In southeastern Montana, state and federal workers cooperated to travel county roads and mark the boundaries of public land, property that often lacks a fenceline between it and the private land next door. That program keeps honest hunters from becoming unwitting trespassers.

North of Helena, a public road through a small subdivision has been rerouted and a permanent easement established.

Near Dillon, Downey is working on a project that would abandon a road with unproven public ownership now in a creek bottom. The rancher gets that land, state and federal officials provide money for surveying and a new road will cross the ranch but stay away from the creek.

North of Belgrade, FWP is working on plans to build a parking lot at the North Cottonwood trailhead.

All over the state, people are using roads and trails across private land that they assume are public, Downey said, but often there is no proof of that one way or another. FWP is involved in a number of projects to "perfect" the access and avoid future problems.

Traditionally, the issue usually doesn't come to a head until somebody locks a gate.

"There's nothing in the law that stops anybody from putting up a gate and saying 'take me to court,'" Downey said.

When that happens, counties, the federal government or groups like PLAAI often head to the courthouse.

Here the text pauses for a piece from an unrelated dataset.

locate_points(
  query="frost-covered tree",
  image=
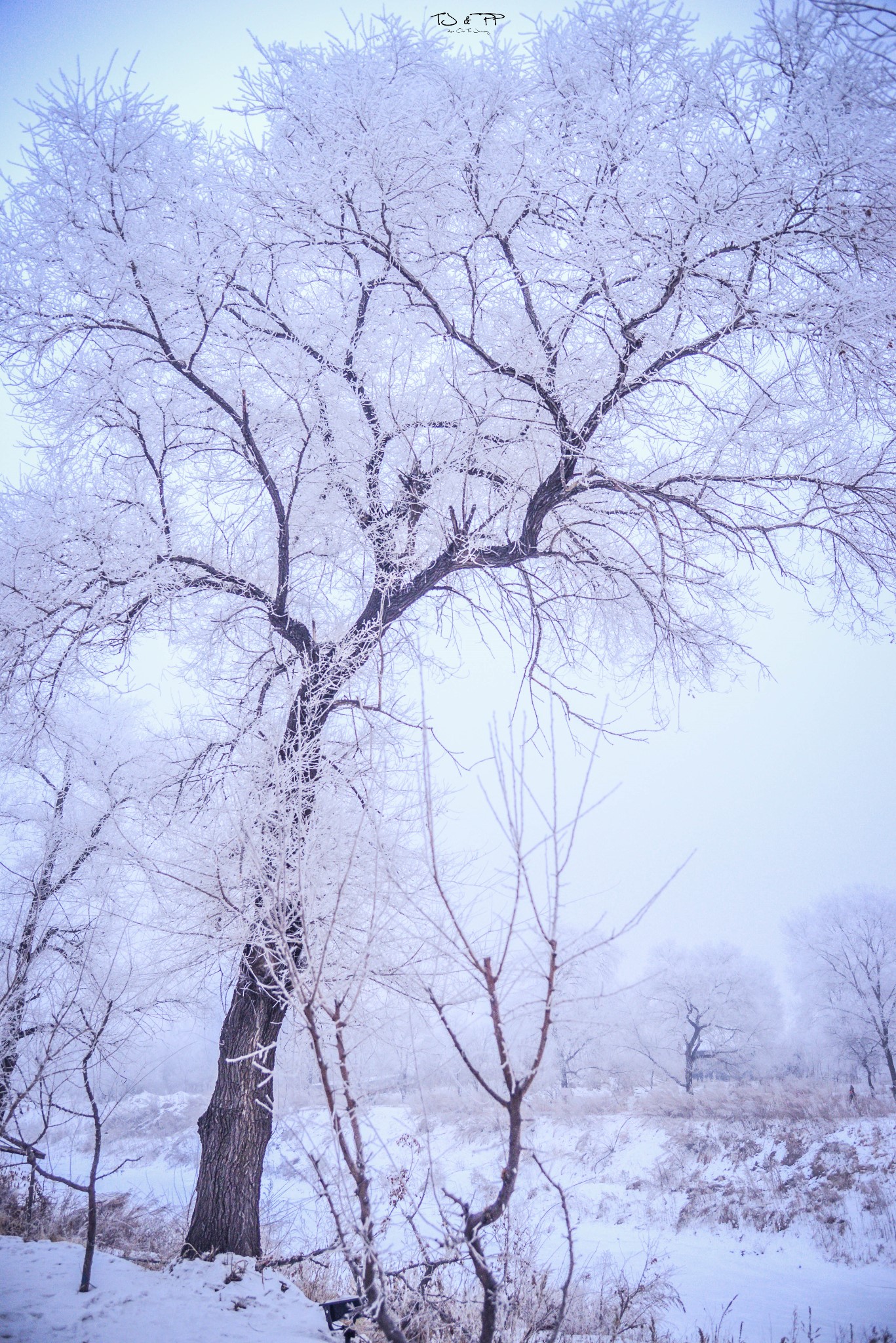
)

Fairhurst said he'd appreciate some help from the state.

Such cases cost between $15,000 and $20,000 to pursue, and there are lots of them around the state.

Downey said he sees more potential in cooperating with landowners, especially the ones who allow public access now, and making sure it's there in the future.

"It's a matter of identifying those people you can work with," he said.

Downey said nobody has been able to add up just how much public land in Montana is inaccessible.

"I don't think we've gone through a formal enough planning period to give a good answer to that question," he said.

While groups like PLAAI and other government bodies often swing big legal sticks, Downey said FWP will focus on cooperation, not litigation.

"It's something we've got to keep chipping away at," he said. "This job will never be done."